In this report I am trying to accomplish the following task:

  1. Demonstrate that I’ve downloaded the data and have successfully loaded it in.
  2. Create a basic report of summary statistics about the data sets.
  3. Report any interesting findings that you amassed so far.
  4. Get feedback on your plans for creating a prediction algorithm and Shiny app.

Tools that I use

I used the “caTools package” to split the data into two parts and use the “tm package” to clean the smaller part of the data. And I used the “wordcloud package” to illustrate the frequency of the words.

Load the working environment

I have saved my Workplace so I just need to load them in to R.

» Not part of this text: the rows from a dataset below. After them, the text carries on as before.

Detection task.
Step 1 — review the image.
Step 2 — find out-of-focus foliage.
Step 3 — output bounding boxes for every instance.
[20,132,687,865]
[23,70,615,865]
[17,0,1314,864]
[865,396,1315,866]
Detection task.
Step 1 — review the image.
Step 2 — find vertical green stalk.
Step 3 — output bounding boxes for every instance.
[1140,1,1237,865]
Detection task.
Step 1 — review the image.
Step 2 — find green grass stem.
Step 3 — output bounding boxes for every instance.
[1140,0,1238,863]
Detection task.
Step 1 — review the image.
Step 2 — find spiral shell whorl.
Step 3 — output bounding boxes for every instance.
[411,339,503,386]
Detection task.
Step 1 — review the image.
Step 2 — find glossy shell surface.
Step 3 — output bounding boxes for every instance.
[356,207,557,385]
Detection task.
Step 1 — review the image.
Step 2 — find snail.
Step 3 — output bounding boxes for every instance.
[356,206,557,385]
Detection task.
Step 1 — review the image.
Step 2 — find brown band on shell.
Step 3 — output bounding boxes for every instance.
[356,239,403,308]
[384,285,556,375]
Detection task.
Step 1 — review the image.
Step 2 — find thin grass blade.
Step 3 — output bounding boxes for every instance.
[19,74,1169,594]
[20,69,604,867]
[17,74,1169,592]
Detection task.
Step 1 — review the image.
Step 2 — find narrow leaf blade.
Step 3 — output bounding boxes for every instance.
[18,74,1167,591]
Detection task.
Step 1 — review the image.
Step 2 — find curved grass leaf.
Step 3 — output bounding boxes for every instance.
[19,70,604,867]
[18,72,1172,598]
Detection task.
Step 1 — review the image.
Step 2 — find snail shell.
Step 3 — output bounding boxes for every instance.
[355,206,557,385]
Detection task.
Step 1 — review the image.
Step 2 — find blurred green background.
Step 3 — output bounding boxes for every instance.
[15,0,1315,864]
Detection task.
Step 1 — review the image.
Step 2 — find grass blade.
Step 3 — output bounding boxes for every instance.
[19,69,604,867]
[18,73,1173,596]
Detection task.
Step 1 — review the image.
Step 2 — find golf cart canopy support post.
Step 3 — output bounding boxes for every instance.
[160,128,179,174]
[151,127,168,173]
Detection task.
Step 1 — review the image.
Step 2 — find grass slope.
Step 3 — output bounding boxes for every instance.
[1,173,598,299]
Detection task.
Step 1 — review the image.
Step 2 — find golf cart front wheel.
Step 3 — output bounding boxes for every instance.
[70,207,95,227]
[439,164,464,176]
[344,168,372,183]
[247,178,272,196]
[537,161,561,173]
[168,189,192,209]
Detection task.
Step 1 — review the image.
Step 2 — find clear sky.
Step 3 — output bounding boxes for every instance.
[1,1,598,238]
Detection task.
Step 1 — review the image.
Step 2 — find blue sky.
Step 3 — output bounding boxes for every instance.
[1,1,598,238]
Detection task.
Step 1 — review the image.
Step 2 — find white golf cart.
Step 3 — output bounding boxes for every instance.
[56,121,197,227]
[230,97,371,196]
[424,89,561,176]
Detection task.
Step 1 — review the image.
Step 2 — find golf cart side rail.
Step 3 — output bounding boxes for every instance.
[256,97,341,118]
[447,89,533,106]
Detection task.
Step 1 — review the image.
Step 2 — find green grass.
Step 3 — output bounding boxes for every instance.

## Warning in readLines("en_US.twitter.txt"): line 167155 appears to contain
## an embedded nul
## Warning in readLines("en_US.twitter.txt"): line 268547 appears to contain
## an embedded nul
## Warning in readLines("en_US.twitter.txt"): line 1274086 appears to contain
## an embedded nul
## Warning in readLines("en_US.twitter.txt"): line 1759032 appears to contain
## an embedded nul

Split the data

To make the exploratory analysis faster, I use sample.split function to get a small sample of the data.

library(caTools)
set.seed(seed = 0)
blogs.split = sample.split(blogs, SplitRatio = 0.01)
blogs.trainSparse = subset(blogs, blogs.split==TRUE)
twitter.split = sample.split(twitter, SplitRatio = 0.01)
twitter.trainSparse = subset(twitter, twitter.split==TRUE)
news.split = sample.split(news, SplitRatio = 0.01)
news.trainSparse = subset(news, news.split==TRUE)

Clean the data

library(tm)
## Loading required package: NLP
library(tidyr)
blogs.corpus = Corpus(VectorSource(blogs.trainSparse))
blogs.corpus   <- blogs.corpus %>%
                  tm_map(tolower) %>%
                  tm_map(PlainTextDocument) %>%
                  tm_map(removePunctuation) %>%
                  tm_map(removeWords, c("just","can","like",stopwords("english")))%>%
                  tm_map(removeNumbers) %>%
                  tm_map(stripWhitespace) %>%
                  tm_map(PlainTextDocument)

twitter.corpus = Corpus(VectorSource(twitter.trainSparse))
twitter.corpus <- twitter.corpus %>%
                  tm_map(tolower) %>%
                  tm_map(PlainTextDocument) %>%
                  tm_map(removePunctuation) %>%
                  tm_map(removeWords, c("just","can","like",stopwords("english")))%>%
                  tm_map(removeNumbers) %>%
                  tm_map(stripWhitespace) %>%
                  tm_map(PlainTextDocument)
news.corpus = Corpus(VectorSource(news.trainSparse))
news.corpus    <- news.corpus %>%
                  tm_map(tolower) %>%
                  tm_map(PlainTextDocument) %>%
                  tm_map(removePunctuation) %>%
                  tm_map(removeWords, c("just","can","like",stopwords("english")))%>%
                  tm_map(removeNumbers) %>%
                  tm_map(stripWhitespace) %>%
                  tm_map(PlainTextDocument)

Plot

Wordcloud in the Blogs File

Wordcloud in the Twitter File

Wordcloud in the News File

blogs.g<-ggplot(blogs.top.plot, aes(x = reorder(word, times),y = times))+ geom_bar(stat = "identity",size = .5 ,fill = "lightgreen")+ theme(axis.text.x=element_text(angle = 90,hjust = 1)) + ggtitle("Top 20 Words in Blogs File") + xlab("Top Words") + ylab("Number of Records")
blogs.g

twitter.g<-ggplot(twitter.top.plot, aes(x = reorder(word, times),y = times))+ geom_bar(stat = "identity",size = .5 ,fill = "lightgreen")+ theme(axis.text.x=element_text(angle = 90,hjust = 1)) + ggtitle("Top 20 Words in Twitter File") + xlab("Top Words") + ylab("Number of Records")
twitter.g

news.g<-ggplot(news.top.plot, aes(x = reorder(word, times),y = times))+ geom_bar(stat = "identity",size = .5 ,fill = "lightgreen")+ theme(axis.text.x=element_text(angle = 90,hjust = 1)) + ggtitle("Top 20 Words in News File") + xlab("Top Words") + ylab("Number of Records")
news.g

Initial idea to build a prediction model

I would like to build a prediction model based on the following steps:

1.If the word is in a n-gram word group of a high frequency, predict the following word as it appears in the n-gram word group.

2.Build a KNN model to choose the one with the nearest distance with the previous word to be the predicted next word.